Wednesday, November 26, 2008

CSIR Silences and Suspends Top Water Scientist

Dr Anthony Turton, who delivered a very disturbing presentation at the SAFCEI National Conference in Rosettenville in April this year, has just been suspended by the CSIR. Dr Turton spoke on the “water crisis” in SA and the mining operations in Gauteng in exacerbating the crisis.

We have been informed that Dr Turton has been suspended by the CSIR (see CSIR statement) prior to delivering an address entitled, “Three Strategic Water Quality Challenges that Decision-Makers Need to Know About and How the CSIR Should Respond”, which was intended to be delivered as the Keynote Address at “A Clean South Africa” CSIR “Science Real and Relevant” Conference on the 18 November 2008.

CSIR Silences and Suspends TOP Water Scientist - Environment South Africa - NEWS - FORUMS - ARTICLES - LEGISLATION:
DR. ANTHONY TURTON WAS SUSPENDED WITH IMMEDIATE EFFECT FROM THE CSIR ON FRIDAY, THE 21ST OF NOVEMBER, 2008 AND HE HAS BEEN INSTRUCTED TO VACATE THE PREMISES. THE REASON FOR THE SUSPENSION WAS FOR ALLEGEDLY BRINGING THE CSIR INTO DISREPUTE THROUGH HIS WRITING AND FOR FAILING TO OBEY A LAWFUL INSTRUCTION.

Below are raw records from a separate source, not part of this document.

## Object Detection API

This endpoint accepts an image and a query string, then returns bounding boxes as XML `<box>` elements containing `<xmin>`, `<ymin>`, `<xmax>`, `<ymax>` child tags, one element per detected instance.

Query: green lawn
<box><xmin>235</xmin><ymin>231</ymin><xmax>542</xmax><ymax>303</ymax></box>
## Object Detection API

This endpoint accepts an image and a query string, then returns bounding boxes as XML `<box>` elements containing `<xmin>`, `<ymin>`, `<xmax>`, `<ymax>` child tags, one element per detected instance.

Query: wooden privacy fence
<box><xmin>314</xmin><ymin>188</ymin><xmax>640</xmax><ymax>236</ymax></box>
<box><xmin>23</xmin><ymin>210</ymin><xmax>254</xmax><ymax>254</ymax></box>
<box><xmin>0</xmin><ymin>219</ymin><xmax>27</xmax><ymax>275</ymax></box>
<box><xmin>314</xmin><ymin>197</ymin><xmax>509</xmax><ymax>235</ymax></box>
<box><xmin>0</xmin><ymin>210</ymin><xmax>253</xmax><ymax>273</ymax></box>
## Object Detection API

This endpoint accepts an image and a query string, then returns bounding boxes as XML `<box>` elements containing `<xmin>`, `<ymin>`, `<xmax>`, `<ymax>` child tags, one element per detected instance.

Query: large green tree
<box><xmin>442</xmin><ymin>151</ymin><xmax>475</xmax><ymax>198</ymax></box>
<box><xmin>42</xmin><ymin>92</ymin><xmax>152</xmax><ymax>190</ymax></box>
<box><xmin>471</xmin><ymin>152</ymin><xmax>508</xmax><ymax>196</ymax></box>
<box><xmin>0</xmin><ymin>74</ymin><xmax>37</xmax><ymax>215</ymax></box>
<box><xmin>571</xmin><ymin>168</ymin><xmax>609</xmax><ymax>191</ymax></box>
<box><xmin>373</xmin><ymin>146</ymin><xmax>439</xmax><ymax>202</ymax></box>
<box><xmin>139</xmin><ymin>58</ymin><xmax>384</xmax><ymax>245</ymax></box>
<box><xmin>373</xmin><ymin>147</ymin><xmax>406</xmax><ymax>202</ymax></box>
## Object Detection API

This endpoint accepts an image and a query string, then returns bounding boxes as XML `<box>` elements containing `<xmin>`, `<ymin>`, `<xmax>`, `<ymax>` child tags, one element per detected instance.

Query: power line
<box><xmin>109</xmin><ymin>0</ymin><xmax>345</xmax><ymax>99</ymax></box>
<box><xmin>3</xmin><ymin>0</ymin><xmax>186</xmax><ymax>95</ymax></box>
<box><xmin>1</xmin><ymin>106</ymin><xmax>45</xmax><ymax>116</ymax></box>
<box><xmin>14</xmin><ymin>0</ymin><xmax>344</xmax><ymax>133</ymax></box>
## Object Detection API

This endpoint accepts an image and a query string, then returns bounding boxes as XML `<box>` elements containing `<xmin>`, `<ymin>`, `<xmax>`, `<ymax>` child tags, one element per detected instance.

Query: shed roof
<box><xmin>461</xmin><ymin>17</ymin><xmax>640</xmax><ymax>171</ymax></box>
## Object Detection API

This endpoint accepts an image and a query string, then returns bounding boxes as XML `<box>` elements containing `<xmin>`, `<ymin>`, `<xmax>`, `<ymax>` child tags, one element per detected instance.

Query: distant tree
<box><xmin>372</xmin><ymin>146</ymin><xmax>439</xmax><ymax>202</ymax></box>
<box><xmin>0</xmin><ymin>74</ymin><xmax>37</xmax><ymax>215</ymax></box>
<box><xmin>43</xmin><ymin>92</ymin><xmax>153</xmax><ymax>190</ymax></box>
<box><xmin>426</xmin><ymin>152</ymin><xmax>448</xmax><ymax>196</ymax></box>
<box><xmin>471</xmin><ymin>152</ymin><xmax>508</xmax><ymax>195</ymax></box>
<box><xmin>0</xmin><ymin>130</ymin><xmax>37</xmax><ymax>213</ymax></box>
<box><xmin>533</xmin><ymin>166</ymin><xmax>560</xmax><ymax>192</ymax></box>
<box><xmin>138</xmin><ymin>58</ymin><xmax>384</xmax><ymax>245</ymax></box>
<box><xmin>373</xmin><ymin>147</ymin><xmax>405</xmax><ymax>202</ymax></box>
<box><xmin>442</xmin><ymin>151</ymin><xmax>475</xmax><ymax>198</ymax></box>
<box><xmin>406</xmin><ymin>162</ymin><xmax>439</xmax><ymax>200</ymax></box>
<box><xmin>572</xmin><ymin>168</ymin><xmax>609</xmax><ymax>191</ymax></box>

This action comes just days after he was due to deliver his Keynote Address at a high profile conference but was not present at the conference and was more than likely prevented (or threatened) from attending the conference.

So much for our taxes at work !!! The CSIR is funded by public funds and Dr Turton's work was to reveal serious problems with Water in South Africa which clearly the current ANC regime do not want made public.

It is time for the public to stand up and ACT against this gross violation of Democratic and Constitutional Rights. Clearly the powers that be do NOT want you to know that you and your family are being slowly poisoned by greedy corporations and government officials.

Please go here to sign the petition against his suspension.

2 comments:

Unknown said...

I am unable to comment on environmental issues in SA let alone the intricacies of general politics and the sensitivities of water politics.

I live on the driest inhabited continent on earth which is going through its driest period since white settlement and since records have been kept. Now we have had some doozies of droughts before but nothing like this.

Our major water system is the Murray-Darling whose tributaries involve four states. We have abused that river. Water allocations to irrigators across the years have exceeded the amount of water that there was to give. We have a huge agricultural enterprise in Queensland up near the headwaters of the M-D system which has had huge earthmoving works undertaken on it. This has meant that huge amounts of water no longer spread out over a vast flood plain enabling farmers who are nowhere near the river channel to graze their sheep and cattle, etc. Consequently, there is less water flowing down into the Darling River (NSW), thence to the Murray (NSW-Vic-SA) and out into Lake Alexandrina. At the mouth of the Murray near Lake Alexandrina lies the Coorong. There is an Aussie movie of some years back - Storm Boy - which was filmed in the Coorong. The Coorong now is virtually dead, DEAD. It may never come back. The mouth of the Murray is silted up and there is talk of using sea-water to flush it out.

In my state of Victoria, which - because of its temperate climate - has been a virtual food bowl dependent on irrigation there is now serious discussion that resources will only be put into eastern Victoria. Small towns are dying and dead in Western Victoria.

Down on Bass Strait at Wonthaggi, the Victoria govt plans to build a huge desalination plant, Australia's first. Go to the website of Watershed Victoria for more on this. As well, visit Plug the Pipe where protests and arrests continue regarding the govt's north-south pipeline which involves renewal and upgrading of irrigation channels which will be more efficient and - in theory, at least - make available more water. The excess over what was available before will be fed into a reservoir for Melbourne's usage.

This is a fraction of the story in one state only.

Friends of mine in NSW are involved in the establishment of the Australian Water Network. They met with Maude Barlow (if you don't know Maude, please check her out - wonderful, influential bundle of energy) in Sydney after her visit to Melbourne for the Melbourne Writers Festival promoting her book, Blue Covenant. I spoke to her here.

So if your CSIR man has trodden on toes re water, it is unsurprising. Not unknown here - but perhaps not so severe. And I recall that in South Africa, your former president displayed some amazing deniability about AIDS, its causes and its alleviation. If that is possible, then environmental deniability is also possible.

And I hope that those who read this will become active, for the sake of humanity and in testimony of what our Creator intended in caring for this planet.

Blessings and bliss

Steve Hayes said...

Miss Eagle

One of the things Andrew Turton said at the SAFCEI conference earlier in the year was similar - that South Africa borrowed from one river to replenish another, but that we have reached the limit of what is possible in that way.

Also, that mining has caused many rivers to be polluted, and the cost of closing worked out mines safely was more than the cost of developing them in the first place.